Prior to trial, a Suffolk Superior Court judge considered a challenge on the defendant’s motion to suppress the sawed-off shotgun. The defendant argued that the seizure of the firearm stemmed from a warrantless search of the front porch. The superior court judge ruled that, despite that this residence was a multi-family dwelling, the defendants had a reasonable expectation of privacy in he side yard and a that a warrant was required to search the property.
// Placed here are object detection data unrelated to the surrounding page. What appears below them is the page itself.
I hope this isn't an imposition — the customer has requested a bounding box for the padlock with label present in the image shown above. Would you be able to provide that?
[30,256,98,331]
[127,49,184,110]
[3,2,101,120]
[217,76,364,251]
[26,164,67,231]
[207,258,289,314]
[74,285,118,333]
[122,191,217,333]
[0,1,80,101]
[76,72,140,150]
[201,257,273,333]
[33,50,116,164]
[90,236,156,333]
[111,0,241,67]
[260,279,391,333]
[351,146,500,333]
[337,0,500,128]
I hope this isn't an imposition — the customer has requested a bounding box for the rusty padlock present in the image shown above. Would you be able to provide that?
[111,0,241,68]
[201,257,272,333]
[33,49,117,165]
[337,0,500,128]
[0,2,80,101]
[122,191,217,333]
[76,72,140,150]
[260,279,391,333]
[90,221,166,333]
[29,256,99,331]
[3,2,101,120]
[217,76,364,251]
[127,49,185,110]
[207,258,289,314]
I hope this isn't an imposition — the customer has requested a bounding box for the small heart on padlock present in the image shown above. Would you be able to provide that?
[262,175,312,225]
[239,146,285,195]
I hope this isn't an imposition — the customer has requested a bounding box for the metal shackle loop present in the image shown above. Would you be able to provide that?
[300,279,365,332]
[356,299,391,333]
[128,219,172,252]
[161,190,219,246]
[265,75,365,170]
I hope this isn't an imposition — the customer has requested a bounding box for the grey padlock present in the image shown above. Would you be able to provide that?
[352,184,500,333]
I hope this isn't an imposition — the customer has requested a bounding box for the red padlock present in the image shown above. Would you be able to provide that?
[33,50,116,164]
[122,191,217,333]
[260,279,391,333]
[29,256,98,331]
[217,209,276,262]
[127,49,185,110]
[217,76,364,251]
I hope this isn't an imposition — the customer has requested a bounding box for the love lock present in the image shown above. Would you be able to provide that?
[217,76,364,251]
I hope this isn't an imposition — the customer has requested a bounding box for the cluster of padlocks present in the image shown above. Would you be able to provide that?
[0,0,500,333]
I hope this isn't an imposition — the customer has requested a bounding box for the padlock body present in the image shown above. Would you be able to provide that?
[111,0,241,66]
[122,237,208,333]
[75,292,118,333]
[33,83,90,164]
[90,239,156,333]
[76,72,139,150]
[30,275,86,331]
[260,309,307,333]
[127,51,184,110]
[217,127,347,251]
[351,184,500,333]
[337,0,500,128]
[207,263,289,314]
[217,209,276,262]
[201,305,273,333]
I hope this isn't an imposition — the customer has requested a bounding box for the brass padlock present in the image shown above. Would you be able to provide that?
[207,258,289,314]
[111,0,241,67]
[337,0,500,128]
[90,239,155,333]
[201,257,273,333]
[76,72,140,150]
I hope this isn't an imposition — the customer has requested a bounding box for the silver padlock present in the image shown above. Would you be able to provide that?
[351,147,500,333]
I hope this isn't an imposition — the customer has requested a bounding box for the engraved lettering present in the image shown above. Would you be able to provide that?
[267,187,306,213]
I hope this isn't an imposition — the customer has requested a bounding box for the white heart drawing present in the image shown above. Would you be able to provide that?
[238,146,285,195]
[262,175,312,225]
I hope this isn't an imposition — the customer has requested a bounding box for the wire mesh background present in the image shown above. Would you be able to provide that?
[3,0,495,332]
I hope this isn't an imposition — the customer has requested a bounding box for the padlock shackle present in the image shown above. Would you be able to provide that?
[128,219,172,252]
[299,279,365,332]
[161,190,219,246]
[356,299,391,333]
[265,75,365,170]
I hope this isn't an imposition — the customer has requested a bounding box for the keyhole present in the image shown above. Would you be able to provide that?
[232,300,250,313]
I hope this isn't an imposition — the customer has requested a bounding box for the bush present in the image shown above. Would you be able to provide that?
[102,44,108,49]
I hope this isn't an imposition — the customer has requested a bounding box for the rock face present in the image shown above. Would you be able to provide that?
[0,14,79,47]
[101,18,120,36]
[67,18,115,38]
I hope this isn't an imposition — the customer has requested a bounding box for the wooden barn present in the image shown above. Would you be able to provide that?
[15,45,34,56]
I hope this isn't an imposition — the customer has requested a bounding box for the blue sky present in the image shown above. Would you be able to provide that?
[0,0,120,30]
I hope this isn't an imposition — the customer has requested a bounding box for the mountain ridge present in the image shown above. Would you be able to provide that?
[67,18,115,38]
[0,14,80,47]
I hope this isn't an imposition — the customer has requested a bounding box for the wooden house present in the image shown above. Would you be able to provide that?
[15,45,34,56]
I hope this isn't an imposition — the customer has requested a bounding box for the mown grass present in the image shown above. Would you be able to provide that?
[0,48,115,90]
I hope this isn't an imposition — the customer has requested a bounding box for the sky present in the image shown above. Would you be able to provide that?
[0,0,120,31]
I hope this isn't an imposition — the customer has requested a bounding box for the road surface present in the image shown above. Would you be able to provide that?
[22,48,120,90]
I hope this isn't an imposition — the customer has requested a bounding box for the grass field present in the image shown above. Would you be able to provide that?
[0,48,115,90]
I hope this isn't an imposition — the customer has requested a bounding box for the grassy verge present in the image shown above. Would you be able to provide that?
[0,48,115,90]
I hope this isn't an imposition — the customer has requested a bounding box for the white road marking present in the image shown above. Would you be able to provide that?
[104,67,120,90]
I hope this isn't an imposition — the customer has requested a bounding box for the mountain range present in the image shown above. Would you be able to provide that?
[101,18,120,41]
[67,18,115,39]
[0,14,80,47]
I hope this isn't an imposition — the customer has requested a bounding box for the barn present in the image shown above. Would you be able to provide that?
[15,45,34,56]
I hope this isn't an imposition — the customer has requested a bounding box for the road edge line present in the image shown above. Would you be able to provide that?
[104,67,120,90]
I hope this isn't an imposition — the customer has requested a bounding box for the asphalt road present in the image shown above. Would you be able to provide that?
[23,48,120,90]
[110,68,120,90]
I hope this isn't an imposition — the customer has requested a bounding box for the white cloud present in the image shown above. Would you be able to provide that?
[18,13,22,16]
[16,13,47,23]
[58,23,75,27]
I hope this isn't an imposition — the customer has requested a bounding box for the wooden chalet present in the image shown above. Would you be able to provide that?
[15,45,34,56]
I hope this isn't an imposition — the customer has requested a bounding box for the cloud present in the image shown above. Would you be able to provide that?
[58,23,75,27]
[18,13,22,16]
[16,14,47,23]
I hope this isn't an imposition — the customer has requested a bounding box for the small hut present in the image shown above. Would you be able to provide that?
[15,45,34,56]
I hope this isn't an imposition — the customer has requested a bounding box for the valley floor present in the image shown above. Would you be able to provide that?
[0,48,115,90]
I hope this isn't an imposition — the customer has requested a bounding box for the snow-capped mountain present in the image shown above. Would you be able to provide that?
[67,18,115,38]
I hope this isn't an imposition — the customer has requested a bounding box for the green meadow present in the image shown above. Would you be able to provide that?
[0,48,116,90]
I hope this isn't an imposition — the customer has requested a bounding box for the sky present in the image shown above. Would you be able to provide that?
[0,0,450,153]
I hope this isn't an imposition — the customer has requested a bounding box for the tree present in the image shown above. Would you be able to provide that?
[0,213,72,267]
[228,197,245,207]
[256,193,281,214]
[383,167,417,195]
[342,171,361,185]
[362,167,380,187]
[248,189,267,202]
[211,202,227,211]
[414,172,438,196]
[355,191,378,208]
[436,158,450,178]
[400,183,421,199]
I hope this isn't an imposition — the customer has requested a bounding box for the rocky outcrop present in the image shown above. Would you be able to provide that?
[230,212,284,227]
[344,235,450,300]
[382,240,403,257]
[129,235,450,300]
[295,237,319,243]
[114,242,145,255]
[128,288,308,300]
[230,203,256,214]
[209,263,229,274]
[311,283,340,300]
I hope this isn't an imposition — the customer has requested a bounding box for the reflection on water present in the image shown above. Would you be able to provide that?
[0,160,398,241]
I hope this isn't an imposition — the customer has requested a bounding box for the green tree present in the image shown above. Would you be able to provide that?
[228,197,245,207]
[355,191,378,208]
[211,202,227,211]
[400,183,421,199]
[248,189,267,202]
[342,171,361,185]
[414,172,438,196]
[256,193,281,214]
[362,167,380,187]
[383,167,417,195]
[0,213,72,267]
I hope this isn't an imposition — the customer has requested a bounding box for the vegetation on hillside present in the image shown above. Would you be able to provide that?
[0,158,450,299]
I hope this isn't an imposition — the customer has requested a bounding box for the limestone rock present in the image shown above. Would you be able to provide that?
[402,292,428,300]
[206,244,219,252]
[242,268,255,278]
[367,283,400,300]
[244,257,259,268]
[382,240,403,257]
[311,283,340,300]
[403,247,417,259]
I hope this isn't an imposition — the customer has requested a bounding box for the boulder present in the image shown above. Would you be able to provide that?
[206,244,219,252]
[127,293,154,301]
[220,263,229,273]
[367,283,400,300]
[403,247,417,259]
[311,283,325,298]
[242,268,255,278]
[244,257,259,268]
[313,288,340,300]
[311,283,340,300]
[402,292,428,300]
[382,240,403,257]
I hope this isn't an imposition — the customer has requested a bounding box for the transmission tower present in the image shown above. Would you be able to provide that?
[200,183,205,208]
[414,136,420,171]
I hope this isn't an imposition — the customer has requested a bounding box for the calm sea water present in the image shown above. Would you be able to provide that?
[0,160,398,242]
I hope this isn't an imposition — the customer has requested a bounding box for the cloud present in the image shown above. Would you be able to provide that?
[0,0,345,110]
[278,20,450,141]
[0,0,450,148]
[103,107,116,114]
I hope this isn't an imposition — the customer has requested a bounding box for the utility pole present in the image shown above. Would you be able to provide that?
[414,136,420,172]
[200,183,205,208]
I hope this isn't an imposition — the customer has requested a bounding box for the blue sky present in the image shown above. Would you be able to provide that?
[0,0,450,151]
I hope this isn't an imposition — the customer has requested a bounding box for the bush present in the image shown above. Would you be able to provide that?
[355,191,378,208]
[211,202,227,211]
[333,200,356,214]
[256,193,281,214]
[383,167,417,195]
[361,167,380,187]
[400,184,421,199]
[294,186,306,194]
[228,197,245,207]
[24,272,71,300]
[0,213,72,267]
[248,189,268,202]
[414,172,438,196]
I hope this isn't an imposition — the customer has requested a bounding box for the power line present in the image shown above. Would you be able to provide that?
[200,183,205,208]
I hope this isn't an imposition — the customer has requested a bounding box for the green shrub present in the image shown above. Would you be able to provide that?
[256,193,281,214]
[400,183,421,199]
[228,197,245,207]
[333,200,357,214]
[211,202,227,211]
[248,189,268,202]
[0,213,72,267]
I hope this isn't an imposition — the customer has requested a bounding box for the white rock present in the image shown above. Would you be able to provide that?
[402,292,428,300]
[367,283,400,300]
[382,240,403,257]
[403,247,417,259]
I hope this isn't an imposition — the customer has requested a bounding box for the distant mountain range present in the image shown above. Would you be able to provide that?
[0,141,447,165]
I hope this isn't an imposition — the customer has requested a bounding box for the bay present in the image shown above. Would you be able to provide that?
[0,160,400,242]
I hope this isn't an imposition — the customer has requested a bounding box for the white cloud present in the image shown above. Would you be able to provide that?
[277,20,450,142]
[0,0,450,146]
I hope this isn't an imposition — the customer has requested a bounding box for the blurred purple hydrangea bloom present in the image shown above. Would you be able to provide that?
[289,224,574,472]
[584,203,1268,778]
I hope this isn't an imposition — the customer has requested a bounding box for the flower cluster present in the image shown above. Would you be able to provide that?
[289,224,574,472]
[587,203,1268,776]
One of the issues on appeal before the SJC in this case was the reliance by the defendants of a United States Supreme Court Case, Florida v. Jardines. The Jardines case involved a similar intrusion but the residence in that case involved a single-family home. Our SJC noted, however, that the ruling in Jardines did “not rest” on the fact that that property was a single-family home. Rather, the issue really in that was the fact that the police illegally entered on the porch of that home with a drug-sniffing dog into a constitutionally protected area that required a search warrant. In this context, the premise of the Jardines holding focused on the applicability of the 4th Amendment protection in the context of an unreasonable search of the curtilage of a home; and that holding was not “limited” to single-family homes, but applied to a persons residence regardless of whether it was a single family home or a multi-family residence.
In this case, therefore, the SJC rejected the prosecutor’s argument that because it was a multi-family home the issue focused on whether the defendant had exclusive control or an expectation of privacy in the common area search. The issue, rather, is whether the search concerns a persons home and if the area searched is within the home or its “curtilage” (or property surrounding the home to which persons still maintain a reasonable expectation of privacy).
What does “curtilage” of a home a home mean? The classic example is the porch area of a person’s home. In general, the curtilage of a home is the area adjacent to the home “to which the activity of home life extends.”
Whether a portion of the property is considered to be curtilage of the home is determined by several factors. In this case, the SJC adopted a four-factor test that the United States Supreme Court:
- The proximity of the area claimed to be curtilage of the home;
- Whether the area is included within an enclosure surrounding the home;
- The nature of the use to which the area is put; and
- The steps taken by the resident to protect the area from observation by people passing by.
In applying these four factors to this case, the Massachusetts Supreme Court affirmed that the lower court judge correctly concluded that the porch and the side yard in this case fell within the curtilage of the home. The porch and side area were therefore entitled to constitutional protection against unreasonable search and seizure.
But the analysis doesn’t end there…
A police officer has an implied license to walk up the path to the front door of a home and knock on the front door. That “license”, however, is limited in scope, purpose and duration…
In this case, it was legally permissible for the Boston Police Officers to walk up the party and onto the porch and to engage the defendants in conversation. However, the veering off the path and into the side yard of the home for the purpose of conducting a search for the weapon or other evidence was constitutionally improper. In order to do so, the Boston Police were required to obtain a search warrant for that search.
Notably, the result of this case might have been different in other circumstances. Generally, police officers may legally seize evidence that is in their “plain view”. So if, for example, the officers approached the porch area as they were entitled to do they observed the shotgun in “plain view” from the vantage point of where they were legally entitled to be, they could have then legally seized the weapon and rightfully charged these men with illegal possession of a firearm.
In this case, however, it was the act of veering off the path from where the officers were legally entitled to be and actively in engaging in a search for evidence that caused their actions to be constitutionally violative of the defendant’s rights that required them to have obtained a search warrant.